Uber Eats didn’t have large market share in India, and there were a lot of overlaps for the consumer, so not much has changed on that front. “I don’t think we’ll be seeing monopolies anytime soon,” says Rohan Agrawal, director of management insights firm Redseer. “However, in such scenarios, the role of the regulator becomes more vital, to protect the interests of all stakeholders, not just the shareholders.”
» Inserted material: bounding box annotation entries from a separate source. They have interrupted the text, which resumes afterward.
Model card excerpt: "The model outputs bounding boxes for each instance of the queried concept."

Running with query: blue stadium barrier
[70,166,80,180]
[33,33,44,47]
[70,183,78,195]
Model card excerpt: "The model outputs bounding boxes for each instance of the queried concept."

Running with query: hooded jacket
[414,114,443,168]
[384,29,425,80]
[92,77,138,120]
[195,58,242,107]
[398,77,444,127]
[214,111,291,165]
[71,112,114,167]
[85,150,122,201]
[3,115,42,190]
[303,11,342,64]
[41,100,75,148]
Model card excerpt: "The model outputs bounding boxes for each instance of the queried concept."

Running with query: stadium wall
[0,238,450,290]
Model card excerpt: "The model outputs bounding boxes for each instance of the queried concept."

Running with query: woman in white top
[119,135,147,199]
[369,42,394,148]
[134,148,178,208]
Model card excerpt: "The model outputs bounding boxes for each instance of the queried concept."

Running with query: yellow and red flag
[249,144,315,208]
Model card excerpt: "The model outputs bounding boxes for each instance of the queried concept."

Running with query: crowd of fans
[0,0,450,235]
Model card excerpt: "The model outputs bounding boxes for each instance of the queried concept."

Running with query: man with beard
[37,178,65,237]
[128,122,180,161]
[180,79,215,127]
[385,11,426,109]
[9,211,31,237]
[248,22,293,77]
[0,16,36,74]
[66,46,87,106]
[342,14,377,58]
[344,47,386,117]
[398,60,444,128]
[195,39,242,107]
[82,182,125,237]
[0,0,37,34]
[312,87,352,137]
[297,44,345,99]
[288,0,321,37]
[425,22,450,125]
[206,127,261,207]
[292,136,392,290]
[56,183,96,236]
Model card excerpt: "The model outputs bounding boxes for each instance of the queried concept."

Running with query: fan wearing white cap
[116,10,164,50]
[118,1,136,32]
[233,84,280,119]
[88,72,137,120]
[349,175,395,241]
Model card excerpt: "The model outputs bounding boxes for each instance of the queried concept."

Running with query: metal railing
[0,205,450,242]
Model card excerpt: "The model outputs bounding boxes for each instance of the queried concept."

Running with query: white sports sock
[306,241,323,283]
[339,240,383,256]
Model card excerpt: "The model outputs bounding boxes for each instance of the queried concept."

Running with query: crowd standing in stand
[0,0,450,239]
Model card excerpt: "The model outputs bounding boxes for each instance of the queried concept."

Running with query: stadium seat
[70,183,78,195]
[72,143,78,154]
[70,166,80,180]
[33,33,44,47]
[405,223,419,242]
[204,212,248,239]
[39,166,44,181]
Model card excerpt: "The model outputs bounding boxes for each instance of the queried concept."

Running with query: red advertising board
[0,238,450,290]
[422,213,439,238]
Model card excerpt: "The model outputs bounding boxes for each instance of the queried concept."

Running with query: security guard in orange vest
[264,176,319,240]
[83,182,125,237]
It could cause the government to lose control of parts of the economy. “Two giants control the narrative and essentially play ping pong,” says Abhik Choudhury, chief strategist and founder, Salt and Paper Consulting. “The government needs to be more aggressive in protecting local players, and keep extraordinary checks for corruption, equality dilution.” Choudhury cites the example of China, which hasn’t allowed an Amazon or Walmart to enter, but has created an empire of Alibaba. “We didn’t give ample avenues to the Snapdeals of the world. With 100 percent FDI in retail, no local market can compete with giants like Uniqlo. But if two players dominate that space and in five years, decide to exit India, the entire apparel industry will suddenly collapse, and scores of jobs will be lost.”

It isn’t always a Company A vs Company B scenario either; the two could create the illusion of competition, but exchange a quid pro quo in certain segments, so that they can collude on the pricing and the rise of other players. “Amazon and Walmart together can control the ecommerce narrative, while Jabong, Myntra, Snapdeal and Shopclues are sold off for pennies. Coke and PepsiCo did that two decades ago with Limca, Thumbs Up and Mazaa. Facebook and Google with Instagram, WhatsApp and YouTube,” adds Choudhury.

However, especially in the age of break-neck technology developments, no position can be guaranteed in the long term. Unlike past generations, when legacy companies held on to duopolies for decades, a third challenger could well emerge sooner. For instance, for the first time, the Mastercard-Visa debit-card duopoly in India was broken recently, by the government backed RuPay. Debit cards from RuPay doubled to 605.3 million in 2019, from 263 million in 2015, surpassing that of both American giants combined even in 2017, according to GlobalData released in October.

RuPay is, of course, an example that has government funding behind it. “For smaller fish with smart ideas, the giants could either buy you or bankrupt you,” says Choudhury. The eventual goal may be to be acquired by one of the main contenders, but in a dynamic market, it will take more than two and two to consolidate any company’s standing for the long term.